The final vote for the initiative on the congressional floor is scheduled for April 11th. If approved, and there is a good chance that it will be, then the first of the four monthly withdrawals could begin in June, although this will depend on whether it is vetoed by the Executive—after which Congress is likely to override the veto—and on the time needed by the Bank Superintendent to produce the legally required regulatory framework.

If approved, this will be the seventh withdrawal from pension funds since 2020. Not all the previous withdrawals occurred under the same terms and conditions, however. The current initiative is similar to the fifth and sixth withdrawals in that it is open to all, and the ceiling is comparable in magnitude.

The fifth withdrawal saw a total of PEN 32.2 billion withdrawn, which represented approximately 20% of total funds under AFP management at the time. The sixth withdrawal involved PEN 22.0 billion or 17% of assets under management. Assuming a similar 17% to 20% range as likely, the seventh withdrawal could imply an outflow of anywhere between PEN 21.6 billion and PEN 25.4 billion from the AFP system. 

This is a magnitude that is not likely to be regained quickly. Withdrawals since 2020 have occurred with a frequency that has not allowed assets under management (AUM) to recuperate its previous level entirely (see chart 1). 

Chart 1: Peru: AFP Assets Under Management (Circles denote withdrawal dates)

The time that elapsed since the sixth fund, approximately two years to date (May 2022) gives an idea of just how long it takes for the aggregate level of AUM to return to their pre-withdrawal level. Currently AUM are still 7% below where they stood in May 2022, the date of the sixth withdrawal (actual withdrawals were drawn out over several months). A seventh withdrawal of similar magnitude, then, would likely lead to a drop in AUM that would take at least two years to recoup.

Due to the withdrawals, assets under management are currently at levels they were a decade ago, in 2014. One wonders what the situation would be if there had been no withdrawals. We’ve done the exercise, using the average annual composite growth rate of AUM that occurred between 2010 and 2019 for our estimates (see chart 2). Under this assumption, had there been no withdrawals, assets under management would currently be around PEN 250 billion, or approximately double the actual current level of PEN 127 billion. Thus, Congressional withdrawal initiatives have reduced assets available for pension funds by half. The impact on individual funds is, of course, disproportionate. Well-endowed individual funds should not have been impacted greatly, whereas many smaller individual funds have been pretty much depleted.

Chart 2: Peru: AFP Assets Under Management

To put things into further perspective, at the end of 2023 AUM of AFPs represented 12% of Peru’s GDP, down from its 2019 peak level of 23% of GDP. That’s a huge difference of eleven percentage points.
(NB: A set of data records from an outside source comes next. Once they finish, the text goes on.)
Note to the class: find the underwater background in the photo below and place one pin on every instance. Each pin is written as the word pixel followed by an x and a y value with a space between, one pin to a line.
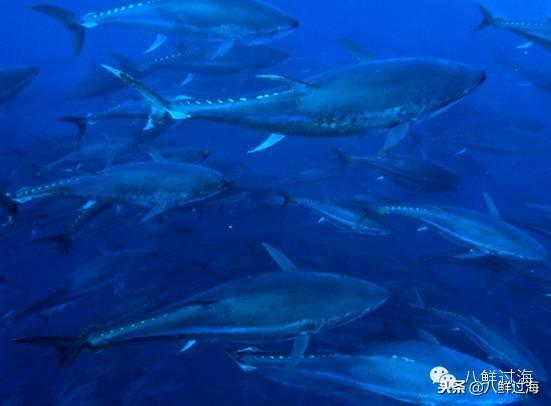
pixel 135 268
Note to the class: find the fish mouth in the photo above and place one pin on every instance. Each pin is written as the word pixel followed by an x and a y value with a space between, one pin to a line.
pixel 482 78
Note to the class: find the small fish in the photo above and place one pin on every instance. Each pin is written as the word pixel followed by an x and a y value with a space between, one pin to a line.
pixel 13 80
pixel 538 32
pixel 157 186
pixel 241 21
pixel 287 305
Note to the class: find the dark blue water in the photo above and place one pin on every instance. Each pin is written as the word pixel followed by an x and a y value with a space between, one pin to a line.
pixel 209 245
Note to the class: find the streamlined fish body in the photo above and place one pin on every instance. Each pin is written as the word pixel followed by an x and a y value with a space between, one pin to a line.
pixel 239 21
pixel 371 96
pixel 13 80
pixel 154 185
pixel 261 308
pixel 484 234
pixel 537 31
pixel 411 172
pixel 400 371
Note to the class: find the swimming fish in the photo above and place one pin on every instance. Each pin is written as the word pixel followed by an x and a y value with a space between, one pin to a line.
pixel 269 307
pixel 483 234
pixel 225 21
pixel 400 370
pixel 157 186
pixel 539 32
pixel 373 96
pixel 419 174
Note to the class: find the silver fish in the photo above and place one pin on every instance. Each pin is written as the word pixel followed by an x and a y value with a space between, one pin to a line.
pixel 153 185
pixel 268 307
pixel 227 21
pixel 399 370
pixel 13 80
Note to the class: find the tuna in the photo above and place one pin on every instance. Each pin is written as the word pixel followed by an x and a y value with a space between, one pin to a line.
pixel 483 234
pixel 225 21
pixel 157 186
pixel 14 80
pixel 398 370
pixel 371 97
pixel 269 307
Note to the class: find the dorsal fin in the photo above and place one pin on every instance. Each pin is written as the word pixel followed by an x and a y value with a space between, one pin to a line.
pixel 490 205
pixel 292 83
pixel 359 52
pixel 284 263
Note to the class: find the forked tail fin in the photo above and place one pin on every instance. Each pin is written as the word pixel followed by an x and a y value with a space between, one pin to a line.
pixel 80 122
pixel 487 19
pixel 69 20
pixel 68 347
pixel 160 107
pixel 10 206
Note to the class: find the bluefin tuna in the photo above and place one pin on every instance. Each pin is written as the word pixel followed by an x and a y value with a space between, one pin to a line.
pixel 418 174
pixel 400 370
pixel 499 345
pixel 157 186
pixel 225 21
pixel 369 97
pixel 14 80
pixel 353 218
pixel 537 31
pixel 483 234
pixel 267 307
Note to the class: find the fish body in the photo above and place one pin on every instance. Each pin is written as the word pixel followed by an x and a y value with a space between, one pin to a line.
pixel 155 185
pixel 348 218
pixel 261 308
pixel 483 233
pixel 239 21
pixel 539 32
pixel 398 370
pixel 412 173
pixel 497 344
pixel 13 80
pixel 267 307
pixel 363 98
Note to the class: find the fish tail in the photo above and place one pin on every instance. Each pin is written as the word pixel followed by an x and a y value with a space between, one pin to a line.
pixel 69 20
pixel 80 122
pixel 64 241
pixel 10 206
pixel 68 347
pixel 487 19
pixel 344 158
pixel 160 107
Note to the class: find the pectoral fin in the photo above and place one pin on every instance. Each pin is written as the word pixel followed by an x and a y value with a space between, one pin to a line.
pixel 154 212
pixel 284 263
pixel 394 137
pixel 299 348
pixel 159 40
pixel 268 143
pixel 490 205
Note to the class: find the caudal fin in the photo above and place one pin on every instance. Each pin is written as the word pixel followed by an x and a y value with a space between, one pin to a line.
pixel 160 107
pixel 69 20
pixel 487 19
pixel 80 122
pixel 10 206
pixel 63 241
pixel 68 347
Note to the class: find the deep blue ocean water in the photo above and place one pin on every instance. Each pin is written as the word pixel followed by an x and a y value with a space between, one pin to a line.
pixel 209 245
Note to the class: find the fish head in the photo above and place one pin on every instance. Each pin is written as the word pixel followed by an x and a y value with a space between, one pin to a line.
pixel 459 80
pixel 269 22
pixel 358 297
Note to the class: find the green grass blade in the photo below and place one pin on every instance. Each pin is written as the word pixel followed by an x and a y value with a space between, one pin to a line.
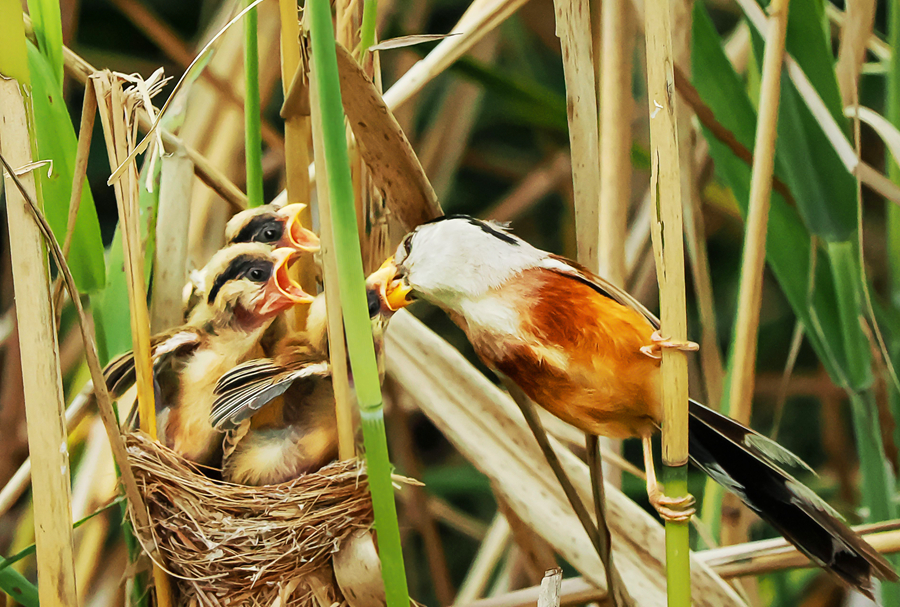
pixel 252 113
pixel 13 53
pixel 360 347
pixel 47 22
pixel 721 89
pixel 18 588
pixel 56 141
pixel 892 113
pixel 367 28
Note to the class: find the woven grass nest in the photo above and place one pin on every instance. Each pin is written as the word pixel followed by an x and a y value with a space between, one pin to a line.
pixel 232 545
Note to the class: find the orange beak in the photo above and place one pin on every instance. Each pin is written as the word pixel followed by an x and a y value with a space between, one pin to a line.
pixel 295 235
pixel 394 290
pixel 281 292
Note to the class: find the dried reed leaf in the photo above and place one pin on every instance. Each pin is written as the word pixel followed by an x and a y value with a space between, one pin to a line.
pixel 172 223
pixel 481 17
pixel 573 26
pixel 393 164
pixel 16 485
pixel 154 121
pixel 406 41
pixel 206 171
pixel 486 427
pixel 855 33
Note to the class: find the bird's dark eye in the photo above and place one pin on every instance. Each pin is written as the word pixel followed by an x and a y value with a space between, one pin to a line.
pixel 270 234
pixel 257 275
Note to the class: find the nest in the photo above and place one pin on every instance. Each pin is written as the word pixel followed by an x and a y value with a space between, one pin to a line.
pixel 232 545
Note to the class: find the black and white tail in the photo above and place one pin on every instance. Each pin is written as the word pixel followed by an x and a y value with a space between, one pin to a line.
pixel 752 466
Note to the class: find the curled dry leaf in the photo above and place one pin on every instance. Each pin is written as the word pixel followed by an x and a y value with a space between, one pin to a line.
pixel 384 147
pixel 405 41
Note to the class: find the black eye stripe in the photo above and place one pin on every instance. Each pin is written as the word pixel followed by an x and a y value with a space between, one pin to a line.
pixel 237 269
pixel 485 227
pixel 254 227
pixel 407 244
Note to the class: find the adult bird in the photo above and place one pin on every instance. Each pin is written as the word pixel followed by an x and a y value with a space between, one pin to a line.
pixel 247 286
pixel 278 413
pixel 587 352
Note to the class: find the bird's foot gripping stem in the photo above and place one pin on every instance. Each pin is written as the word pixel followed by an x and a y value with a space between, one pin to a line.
pixel 654 350
pixel 675 509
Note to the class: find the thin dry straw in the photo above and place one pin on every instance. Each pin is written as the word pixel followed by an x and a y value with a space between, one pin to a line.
pixel 753 260
pixel 665 187
pixel 44 402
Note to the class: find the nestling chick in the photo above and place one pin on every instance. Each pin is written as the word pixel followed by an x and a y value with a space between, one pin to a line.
pixel 587 352
pixel 247 286
pixel 279 412
pixel 267 224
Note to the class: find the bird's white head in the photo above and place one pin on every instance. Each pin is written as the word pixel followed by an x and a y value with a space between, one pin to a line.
pixel 454 259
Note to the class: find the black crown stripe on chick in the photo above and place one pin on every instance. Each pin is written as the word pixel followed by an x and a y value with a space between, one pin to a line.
pixel 238 267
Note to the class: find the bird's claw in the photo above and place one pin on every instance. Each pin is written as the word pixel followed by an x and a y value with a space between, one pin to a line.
pixel 655 349
pixel 674 509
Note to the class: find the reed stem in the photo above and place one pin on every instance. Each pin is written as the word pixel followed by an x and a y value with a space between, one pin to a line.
pixel 351 280
pixel 252 115
pixel 668 246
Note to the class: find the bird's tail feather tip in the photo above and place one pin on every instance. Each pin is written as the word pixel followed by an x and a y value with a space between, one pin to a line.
pixel 790 507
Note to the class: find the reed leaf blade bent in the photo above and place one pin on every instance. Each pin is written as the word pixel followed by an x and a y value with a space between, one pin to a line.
pixel 351 280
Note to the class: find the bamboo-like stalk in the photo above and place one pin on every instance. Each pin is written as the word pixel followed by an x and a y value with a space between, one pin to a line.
pixel 172 222
pixel 668 245
pixel 855 33
pixel 44 403
pixel 329 119
pixel 85 131
pixel 119 144
pixel 573 26
pixel 479 19
pixel 753 558
pixel 743 364
pixel 296 152
pixel 252 116
pixel 367 28
pixel 616 107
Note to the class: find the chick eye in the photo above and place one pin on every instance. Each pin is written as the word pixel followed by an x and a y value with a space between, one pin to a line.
pixel 270 234
pixel 257 275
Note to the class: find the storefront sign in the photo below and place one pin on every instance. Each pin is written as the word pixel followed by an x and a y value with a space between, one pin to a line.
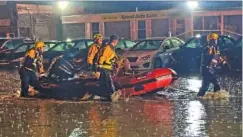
pixel 4 22
pixel 135 16
pixel 33 9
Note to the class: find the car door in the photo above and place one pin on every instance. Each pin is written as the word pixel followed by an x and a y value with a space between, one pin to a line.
pixel 53 52
pixel 20 51
pixel 79 47
pixel 188 57
pixel 162 56
pixel 234 55
pixel 225 43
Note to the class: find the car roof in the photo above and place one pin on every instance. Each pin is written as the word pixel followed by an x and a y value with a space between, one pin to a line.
pixel 74 40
In comparison with other Pacific Alliance countries, ten years ago Peru’s pension fund system had a higher AUM than Colombia or México. At the end of 2023, AUM in Peru fell below all Pacific Alliance countries (see chart 3).

Chart 3: Peru: AFP (Assets Under Management) / GDP

Past withdrawals produced knee-jerk reactions in sovereign bond yields, the FX rate and country risk measurements. Markets typically recovered partially from these initial reactions over the course of the following weeks. What has persisted over time, however, has been the decline in weight and significance that AFPs have in the bond markets and in the financial system. Currently, assets under Management represent 23% of domestic savings in Peru, which is a sharp decline from a 35% weight in 2019, before any withdrawal took place. We expect a seventh withdrawal to lower this ratio to 19%. Regarding the sovereign bonds market, AFP assets under Management represented 140% of total Peru sovereign bonds outstanding in 2023, a proportion that fell to 80% in 2023.